I: And, ultimately, the thief was tried for burglary [laughing] and eventually put into jail. The end.

J: [Laughing] All right, do you remember who told you that story?

I: My dad.

J: Uhh, did he mean it as a joke, or like a—

I: I think . . . I think he was just like joking around, but it’s definitely a story that he heard in Vietnam at one point in his life.

J: Ok, so your dad’s from Vietnam?

I: Yeah, he moved over in the 70s—to the U.S. in the 70s.

J: Do you think that the story has a meaning behind it, or something like a moral?

I: Uhh . . . don’t kiss under a really high coconut tree?

[Both laughing]

I: Umm . . . pay attention to your surroundings. Like, if the farmer was actually paying attention, then the thief would have been caught before all this stuff happened and umm the couple would have avoided a tragic fate. And the thief shouldn’t have been so greedy as to grab so many coconuts and dropping them to the ground.

J: Does the story have any personal meaning for you?

I: [Laughing] Umm . . . don’t stand under a coconut tree . . . or any dangerous objects.

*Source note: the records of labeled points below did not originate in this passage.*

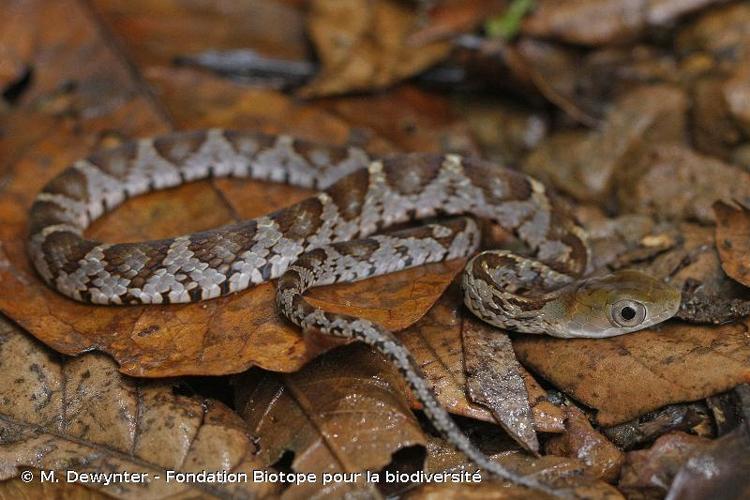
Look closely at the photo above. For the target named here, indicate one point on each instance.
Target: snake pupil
(627, 313)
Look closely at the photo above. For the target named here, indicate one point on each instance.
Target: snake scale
(337, 236)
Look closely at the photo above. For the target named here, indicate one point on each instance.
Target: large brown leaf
(344, 412)
(733, 241)
(626, 376)
(589, 165)
(719, 472)
(222, 336)
(600, 22)
(569, 478)
(81, 415)
(493, 379)
(585, 443)
(364, 45)
(649, 473)
(436, 344)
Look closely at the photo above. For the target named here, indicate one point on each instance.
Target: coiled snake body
(328, 238)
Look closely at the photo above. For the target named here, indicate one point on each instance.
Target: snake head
(613, 304)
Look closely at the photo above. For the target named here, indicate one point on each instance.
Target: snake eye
(628, 313)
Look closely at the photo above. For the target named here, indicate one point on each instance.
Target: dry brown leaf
(676, 183)
(16, 47)
(363, 45)
(627, 376)
(435, 342)
(493, 378)
(693, 266)
(733, 241)
(466, 491)
(453, 17)
(600, 22)
(410, 118)
(16, 489)
(82, 415)
(648, 473)
(566, 476)
(693, 417)
(587, 166)
(718, 472)
(190, 339)
(157, 32)
(583, 442)
(344, 412)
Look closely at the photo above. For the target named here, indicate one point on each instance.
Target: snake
(355, 227)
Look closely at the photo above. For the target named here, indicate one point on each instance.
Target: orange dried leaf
(733, 241)
(81, 415)
(624, 377)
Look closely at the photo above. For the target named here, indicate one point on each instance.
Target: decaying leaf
(566, 476)
(693, 266)
(718, 472)
(627, 376)
(693, 417)
(435, 342)
(16, 47)
(245, 324)
(649, 473)
(16, 489)
(677, 183)
(588, 166)
(730, 409)
(454, 17)
(599, 22)
(733, 241)
(344, 412)
(364, 45)
(81, 415)
(174, 340)
(583, 442)
(494, 380)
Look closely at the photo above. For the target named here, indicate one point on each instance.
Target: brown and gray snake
(331, 237)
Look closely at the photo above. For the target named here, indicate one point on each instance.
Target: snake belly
(324, 239)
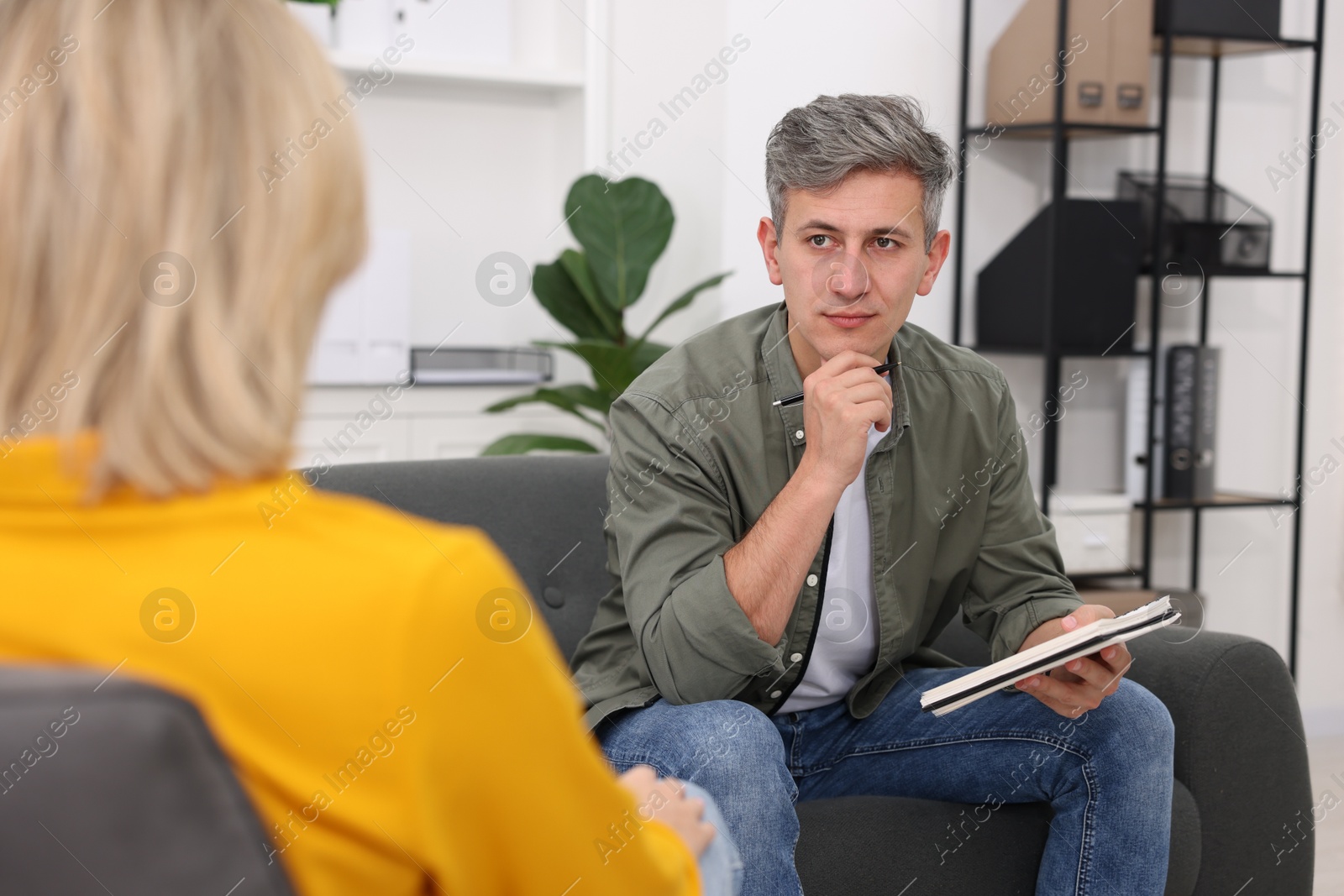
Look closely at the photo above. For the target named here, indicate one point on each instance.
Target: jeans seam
(1089, 833)
(942, 741)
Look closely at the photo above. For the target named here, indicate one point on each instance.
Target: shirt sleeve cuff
(703, 620)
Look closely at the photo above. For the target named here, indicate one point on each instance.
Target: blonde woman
(158, 297)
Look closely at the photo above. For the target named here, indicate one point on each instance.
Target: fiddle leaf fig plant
(622, 228)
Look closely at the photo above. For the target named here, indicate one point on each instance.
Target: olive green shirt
(699, 452)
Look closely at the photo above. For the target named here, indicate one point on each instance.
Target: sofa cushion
(880, 844)
(118, 786)
(544, 512)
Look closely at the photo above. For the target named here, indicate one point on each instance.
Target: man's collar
(785, 379)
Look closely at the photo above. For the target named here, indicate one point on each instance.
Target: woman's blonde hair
(176, 201)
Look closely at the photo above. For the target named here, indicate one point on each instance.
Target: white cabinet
(360, 425)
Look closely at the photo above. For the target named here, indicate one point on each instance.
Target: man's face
(851, 264)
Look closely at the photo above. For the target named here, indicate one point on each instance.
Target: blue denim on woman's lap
(1108, 774)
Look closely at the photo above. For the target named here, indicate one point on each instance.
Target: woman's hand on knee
(665, 799)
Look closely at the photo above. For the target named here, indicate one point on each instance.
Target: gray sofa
(136, 799)
(1241, 759)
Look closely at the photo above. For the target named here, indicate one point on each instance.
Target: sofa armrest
(1242, 754)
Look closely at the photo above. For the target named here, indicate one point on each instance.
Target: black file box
(1206, 228)
(1095, 270)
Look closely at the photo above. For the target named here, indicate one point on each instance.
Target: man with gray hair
(783, 567)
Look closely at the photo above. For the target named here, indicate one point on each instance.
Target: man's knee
(1135, 720)
(696, 741)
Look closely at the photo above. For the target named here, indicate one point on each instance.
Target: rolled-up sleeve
(1018, 580)
(672, 523)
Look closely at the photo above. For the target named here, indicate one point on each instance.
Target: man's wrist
(813, 486)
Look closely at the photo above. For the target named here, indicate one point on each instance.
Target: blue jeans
(1108, 774)
(721, 864)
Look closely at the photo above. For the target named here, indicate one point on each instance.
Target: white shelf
(457, 73)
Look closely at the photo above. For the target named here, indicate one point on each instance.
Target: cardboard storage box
(1106, 66)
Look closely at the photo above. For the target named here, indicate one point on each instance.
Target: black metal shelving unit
(1059, 134)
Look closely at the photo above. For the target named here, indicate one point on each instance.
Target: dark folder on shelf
(1191, 422)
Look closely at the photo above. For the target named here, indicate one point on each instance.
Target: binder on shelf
(1136, 432)
(1191, 422)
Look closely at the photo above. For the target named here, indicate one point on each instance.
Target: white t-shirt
(846, 645)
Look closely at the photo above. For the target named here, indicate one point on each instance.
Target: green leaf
(524, 443)
(644, 355)
(568, 398)
(624, 226)
(613, 365)
(682, 301)
(561, 297)
(575, 265)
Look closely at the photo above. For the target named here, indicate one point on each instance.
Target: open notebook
(1057, 652)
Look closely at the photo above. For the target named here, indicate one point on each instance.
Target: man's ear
(936, 257)
(769, 248)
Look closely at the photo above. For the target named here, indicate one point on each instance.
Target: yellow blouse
(373, 678)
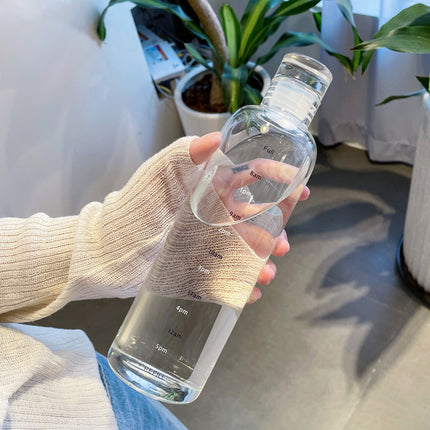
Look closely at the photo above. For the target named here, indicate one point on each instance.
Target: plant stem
(213, 29)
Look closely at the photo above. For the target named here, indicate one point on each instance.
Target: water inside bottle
(166, 348)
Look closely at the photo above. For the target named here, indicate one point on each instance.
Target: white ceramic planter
(416, 239)
(197, 123)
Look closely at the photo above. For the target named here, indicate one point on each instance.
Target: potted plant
(409, 31)
(232, 43)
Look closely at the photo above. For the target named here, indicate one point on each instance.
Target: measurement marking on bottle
(203, 270)
(153, 372)
(254, 175)
(239, 168)
(174, 333)
(269, 150)
(181, 310)
(222, 231)
(235, 215)
(161, 349)
(194, 295)
(215, 254)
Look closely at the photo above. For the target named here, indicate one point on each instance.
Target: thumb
(203, 147)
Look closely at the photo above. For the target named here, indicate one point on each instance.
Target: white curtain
(349, 112)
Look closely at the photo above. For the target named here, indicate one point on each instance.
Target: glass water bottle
(167, 347)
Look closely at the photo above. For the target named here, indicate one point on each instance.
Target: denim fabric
(134, 411)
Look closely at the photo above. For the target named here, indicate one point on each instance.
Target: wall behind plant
(77, 117)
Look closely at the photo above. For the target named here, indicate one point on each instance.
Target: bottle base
(150, 381)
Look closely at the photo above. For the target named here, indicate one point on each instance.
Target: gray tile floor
(336, 342)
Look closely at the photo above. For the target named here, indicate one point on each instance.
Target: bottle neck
(298, 87)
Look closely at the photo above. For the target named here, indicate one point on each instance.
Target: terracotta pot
(197, 123)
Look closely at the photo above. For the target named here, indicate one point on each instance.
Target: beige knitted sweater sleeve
(105, 251)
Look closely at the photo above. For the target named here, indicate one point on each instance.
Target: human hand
(200, 151)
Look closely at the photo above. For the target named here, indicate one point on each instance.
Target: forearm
(105, 251)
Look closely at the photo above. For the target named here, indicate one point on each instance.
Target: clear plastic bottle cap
(298, 86)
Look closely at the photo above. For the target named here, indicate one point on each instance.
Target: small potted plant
(409, 31)
(232, 43)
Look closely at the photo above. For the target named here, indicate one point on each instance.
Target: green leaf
(199, 58)
(231, 27)
(345, 8)
(294, 7)
(415, 40)
(317, 19)
(251, 96)
(259, 37)
(357, 56)
(403, 19)
(251, 5)
(399, 97)
(252, 24)
(233, 83)
(303, 39)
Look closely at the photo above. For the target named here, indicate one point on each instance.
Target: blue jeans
(134, 411)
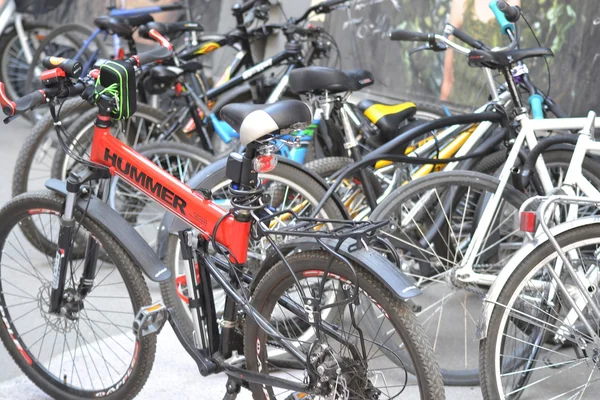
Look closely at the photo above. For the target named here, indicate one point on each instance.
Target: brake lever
(8, 120)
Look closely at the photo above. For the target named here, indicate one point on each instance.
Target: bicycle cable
(545, 58)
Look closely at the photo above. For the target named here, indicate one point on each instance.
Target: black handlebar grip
(154, 55)
(511, 13)
(72, 68)
(242, 8)
(172, 7)
(332, 3)
(408, 36)
(29, 101)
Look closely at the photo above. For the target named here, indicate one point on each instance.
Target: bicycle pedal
(297, 396)
(150, 320)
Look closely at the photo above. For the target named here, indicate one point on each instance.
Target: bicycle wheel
(34, 162)
(144, 126)
(180, 160)
(64, 41)
(376, 371)
(13, 64)
(350, 191)
(289, 187)
(433, 219)
(531, 347)
(89, 349)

Even just judging by our reactions (and that of my other friend who was present), the story is meant to elicit laughter, but it does so through very dark humor. It’s all about people doing things with bad connotations–a thief stealing coconuts and a couple having a romantic rendezvous late at night–and then getting into trouble because of it. As is the nature of all contemporary legends, this story may or may not have actually occurred, but the details have undoubtedly changed as it has been passed on. I think my informant is right about the meaning behind the story; it’s about being aware of your surroundings, but, beyond that, I think it’s about not doing what you shouldn’t be doing. It’s definitely black comedy, and it’s entertaining to listen to, but, in the end, everyone has something bad happen to them almost as punishment for what they’re doing right before. And who knows? As a contemporary legend, it could have actually happened.